Gov. Andrew Cuomo is enjoying a formidable base of support 18 months before Election Day, with nearly half of respondents to a new poll saying they would vote to re-elect him.
That backing is increasingly coming from Democrat-heavy New York City and the suburbs, while enthusiasm has ebbed upstate, a largely Republican area where the Democratic governor once held wider bipartisan appeal, the NBC New York/Wall Street Journal/Marist College poll shows.
That shift likely is the result of Cuomo's embrace of more left-leaning positions on gun control, same-sex marriage, and women's equality, said Lee Miringoff, director of the Marist Institute for Public Opinion.
Republicans who once applauded his tough budgetary stances on taxes and state spending seem now to be turning against him.
"What's sharpened in the last six months is that Gov. Cuomo was once reaching out across regional and party lines and really pitching a shutout and now it's more of a traditional upstate/downstate, Democratic/Republican difference," Miringoff said.
Cuomo "is still popular, but it's now less so across the board."
The poll surveyed 956 registered voters statewide from April 16 to April 18, with a margin of error of plus or minus 3 percentage points.
The results follow a similar shift revealed in a NBC New York/Wall Street Journal/Marist College poll last month, which found more voters calling Cuomo a liberal and fewer calling him a moderate.
Asked what they'd do if the election were held today, 47 percent of registered voters responded that they'd cast ballots for Cuomo, according to the poll.
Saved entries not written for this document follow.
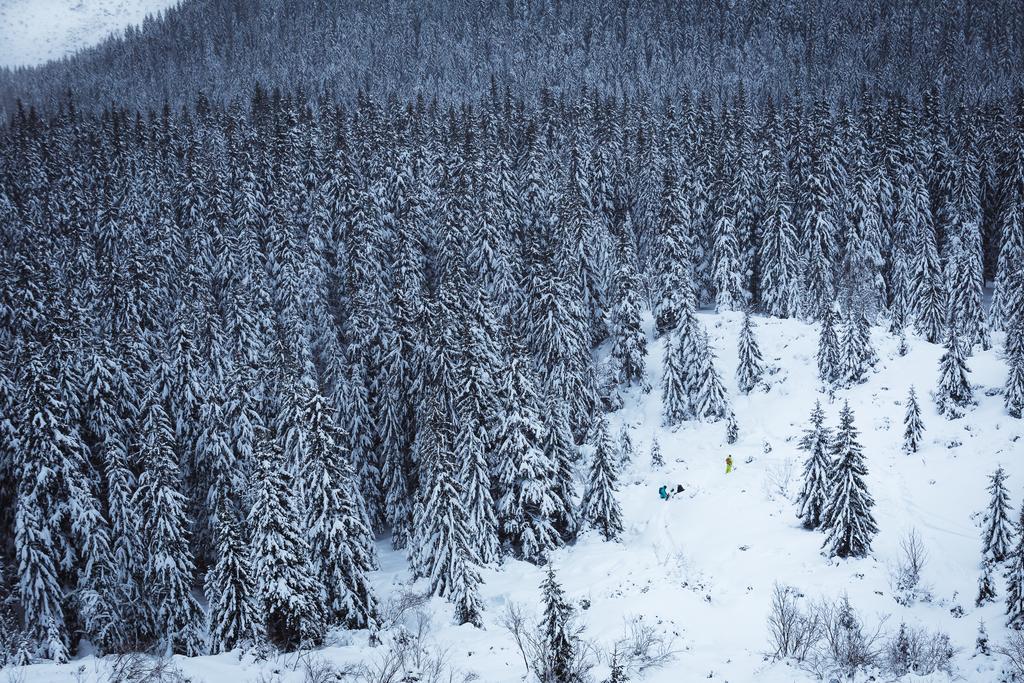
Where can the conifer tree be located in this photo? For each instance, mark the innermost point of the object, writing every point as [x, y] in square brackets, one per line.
[953, 392]
[931, 293]
[600, 506]
[857, 354]
[847, 519]
[560, 644]
[708, 396]
[290, 597]
[341, 547]
[675, 399]
[625, 445]
[522, 471]
[629, 345]
[751, 366]
[169, 568]
[912, 426]
[449, 561]
[1015, 580]
[986, 589]
[656, 460]
[996, 536]
[813, 496]
[474, 480]
[229, 589]
[1013, 395]
[828, 355]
A quarter said they'd vote against him, with 13 percent unsure and 15 percent saying it would depend on who his opponent was.
No Republican has announced plans to run against Cuomo.
The numbers are much higher among Democrats, 62 percent of whom said they would vote for Cuomo, and in New York City, where 57 percent said they'd vote for him. By contrast, 39 percent of upstate residents and 30 percent of Republicans said they'd vote for him.
That was the first time Marist asked that question, so there is no earlier numbers to compare. But answers to other questions could help explain what's happening.
For instance: while 54 percent of voters approve of Cuomo's job performance, 37 percent of Republicans do, down from 46 percent in March. A similar trend exists with the governor's favorability rating -- whether they have a positive opinion about him as a person. Cuomo's statewide favorability remains essentially unchanged at 65 percent, but among Republicans that number plummets to 46 percent, down from 60 percent in March.
Another encouraging set of numbers for Cuomo: nearly three-quarters of voters say that New York's economic difficulties aren't Cuomo's fault. The governor took office in 2011, after the country's recession. Among Republicans, 72 percent say he isn't to blame.